Hace apenas unos meses falleció el gran historiador inglés Tony Judt habiendo entregado a imprenta lo que podemos considerar su testamento ideológico y político. Algo va mal se titula el libro, quizás –y son palabras de Ramón González Férriz– la defensa más ferviente y mejor fundamentada de las virtudes y las fortalezas de la socialdemocracia clásica, aquélla que se formó y creció al albur del desenlace de la II Guerra Mundial y que, de un modo u otro, ha ido articulando la convivencia democrática del último medio siglo. Judt habla de la socialdemocracia –o de su coetáneo, el Estado del Bienestar– como el gran logro político de la posguerra y sostiene que su quiebra, alentada por factores internos y externos, apunta al eclipse de Europa y de su cultura. Entroncando de algún modo con elementos de la crítica conservadora, Judt argumenta que el problema de Occidente es haber sustituido el armazón de derechos y deberes que le daba consistencia por una sentimentalidad de corte posmoderno con fuertes rasgos hedónicos e individualistas. Esta implosión es interna –a derecha y a izquierda del espectro político, con sus respectivas derivaciones relativistas o multiculturales–, pero a la vez externa. Quiero decir que además hay dos shocks que se superponen, como son la aparición de la nueva geografía emergente –Asia y Brasil, sobre todo– y el crack demográfico. The New York Times, precisamente, hablaba sobre este último punto el pasado fin de semana: el futuro pertenece a las naciones jóvenes, venía a concluir.

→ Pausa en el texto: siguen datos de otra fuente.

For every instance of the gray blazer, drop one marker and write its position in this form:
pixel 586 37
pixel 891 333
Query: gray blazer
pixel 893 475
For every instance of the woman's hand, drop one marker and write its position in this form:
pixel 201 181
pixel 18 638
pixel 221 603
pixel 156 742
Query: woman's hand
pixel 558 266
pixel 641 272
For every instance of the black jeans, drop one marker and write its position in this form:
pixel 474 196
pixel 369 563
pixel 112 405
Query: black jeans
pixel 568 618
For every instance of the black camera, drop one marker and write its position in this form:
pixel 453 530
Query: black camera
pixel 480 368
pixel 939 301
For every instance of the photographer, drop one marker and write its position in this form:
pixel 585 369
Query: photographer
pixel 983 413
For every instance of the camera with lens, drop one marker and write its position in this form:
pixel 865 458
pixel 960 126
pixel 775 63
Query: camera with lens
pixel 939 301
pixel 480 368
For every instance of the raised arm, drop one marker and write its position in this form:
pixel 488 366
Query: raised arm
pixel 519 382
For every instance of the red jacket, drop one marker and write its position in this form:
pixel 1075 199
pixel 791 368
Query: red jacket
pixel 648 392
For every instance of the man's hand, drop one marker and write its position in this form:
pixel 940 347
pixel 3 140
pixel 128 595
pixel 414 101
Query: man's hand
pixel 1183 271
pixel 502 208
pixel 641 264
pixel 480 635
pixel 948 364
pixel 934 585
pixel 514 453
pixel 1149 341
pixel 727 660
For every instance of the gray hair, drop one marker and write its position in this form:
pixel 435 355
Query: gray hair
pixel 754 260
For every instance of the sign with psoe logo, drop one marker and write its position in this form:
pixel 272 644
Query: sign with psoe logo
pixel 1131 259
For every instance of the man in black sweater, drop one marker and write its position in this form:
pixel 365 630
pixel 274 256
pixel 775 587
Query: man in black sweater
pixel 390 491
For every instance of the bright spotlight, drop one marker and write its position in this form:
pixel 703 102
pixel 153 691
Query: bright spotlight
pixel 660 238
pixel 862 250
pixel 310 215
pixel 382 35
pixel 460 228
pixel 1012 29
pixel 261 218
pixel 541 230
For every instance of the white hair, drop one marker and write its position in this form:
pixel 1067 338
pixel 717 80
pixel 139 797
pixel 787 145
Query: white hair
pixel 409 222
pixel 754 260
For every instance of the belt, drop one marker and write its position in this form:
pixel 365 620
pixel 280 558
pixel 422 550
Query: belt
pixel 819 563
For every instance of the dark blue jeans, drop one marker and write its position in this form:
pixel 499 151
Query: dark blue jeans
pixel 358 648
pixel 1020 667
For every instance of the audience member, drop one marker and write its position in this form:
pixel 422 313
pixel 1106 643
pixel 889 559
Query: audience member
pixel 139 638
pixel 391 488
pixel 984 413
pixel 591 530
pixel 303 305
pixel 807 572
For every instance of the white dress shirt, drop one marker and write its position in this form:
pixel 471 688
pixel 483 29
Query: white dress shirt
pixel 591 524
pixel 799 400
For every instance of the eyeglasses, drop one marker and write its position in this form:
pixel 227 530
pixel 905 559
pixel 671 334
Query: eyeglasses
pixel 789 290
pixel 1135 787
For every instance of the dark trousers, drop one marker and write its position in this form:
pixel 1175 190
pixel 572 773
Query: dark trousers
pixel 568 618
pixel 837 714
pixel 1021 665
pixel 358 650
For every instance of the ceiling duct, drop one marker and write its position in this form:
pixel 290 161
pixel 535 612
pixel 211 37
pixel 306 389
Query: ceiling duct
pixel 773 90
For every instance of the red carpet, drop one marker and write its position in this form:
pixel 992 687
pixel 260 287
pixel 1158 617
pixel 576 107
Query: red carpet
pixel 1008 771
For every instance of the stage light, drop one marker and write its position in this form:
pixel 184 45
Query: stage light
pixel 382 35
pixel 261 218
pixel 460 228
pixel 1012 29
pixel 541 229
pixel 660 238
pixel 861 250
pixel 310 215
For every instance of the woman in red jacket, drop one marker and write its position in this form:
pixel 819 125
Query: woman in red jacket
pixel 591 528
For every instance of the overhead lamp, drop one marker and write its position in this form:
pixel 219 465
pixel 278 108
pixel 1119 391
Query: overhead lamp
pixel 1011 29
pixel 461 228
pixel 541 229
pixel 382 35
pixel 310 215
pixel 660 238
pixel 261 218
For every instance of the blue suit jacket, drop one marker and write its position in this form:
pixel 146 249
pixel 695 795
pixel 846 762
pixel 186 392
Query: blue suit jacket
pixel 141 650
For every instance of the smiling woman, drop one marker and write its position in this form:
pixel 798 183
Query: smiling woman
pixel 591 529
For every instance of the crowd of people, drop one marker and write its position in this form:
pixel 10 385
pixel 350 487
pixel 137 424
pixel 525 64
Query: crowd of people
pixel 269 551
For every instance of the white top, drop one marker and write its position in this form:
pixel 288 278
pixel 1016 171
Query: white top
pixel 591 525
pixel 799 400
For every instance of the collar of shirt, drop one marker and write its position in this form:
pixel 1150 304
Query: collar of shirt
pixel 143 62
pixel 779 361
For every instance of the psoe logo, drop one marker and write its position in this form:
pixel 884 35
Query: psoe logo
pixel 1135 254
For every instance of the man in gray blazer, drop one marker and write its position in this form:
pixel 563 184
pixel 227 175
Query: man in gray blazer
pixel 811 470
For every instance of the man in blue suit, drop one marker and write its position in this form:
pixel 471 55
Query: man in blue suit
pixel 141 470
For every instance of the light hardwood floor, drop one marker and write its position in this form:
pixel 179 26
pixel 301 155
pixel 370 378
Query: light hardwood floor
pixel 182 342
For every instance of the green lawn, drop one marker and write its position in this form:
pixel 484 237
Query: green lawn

Es fácil adivinar el motivo.

Pietro Citati dice algo interesante al respecto en su libro sobre Ulises. Para el ensayista italiano, lo característico de Occidente sería su capacidad de riesgo, de aventura, de desafiar los límites evidentes. El sociólogo polaco Zygmunt Bauman reflexiona de un modo similar en su ensayo sobre Europa. Esta actitud tiene que ver con la cultura –con un sentido lineal y evolutivo de la historia, de origen greco-judío–, pero también con la juventud de las sociedades. Una nación envejecida es, lógicamente, una nación más débil y, sobre todo, adolece de una menor tolerancia al riesgo y al cambio. Si, como aseguraba Vilfredo Pareto, "la historia es el cementerio de las aristocracias", también podríamos decir que la historia es el cementerio de las sociedades envejecidas y hedonistas. En la Europa actual, además, concurren el miedo al cambio, al fracaso, al otro, sea quien sea este otro. Una sociedad joven se adapta con más facilidad a las nuevas tecnologías y, al parecer, debería saber interpretar mejor el sentido de las transformaciones de la globalización. Por otro lado, las cargas financieras del Estado de Bienestar resultan insostenibles cuando el proceso de sustitución generacional se detiene, a pesar de que el incremento de productividad logre atemperar algunas de las consecuencias del envejecimiento de la población. Todo ello deriva de las políticas de natalidad –o de su ausencia, en el caso español– y de la cultura hedonista, aunque también señala un camino para la socialdemocracia y el Estado del Bienestar. Algo va mal, titula Tony Judt y, en efecto, algo va mal.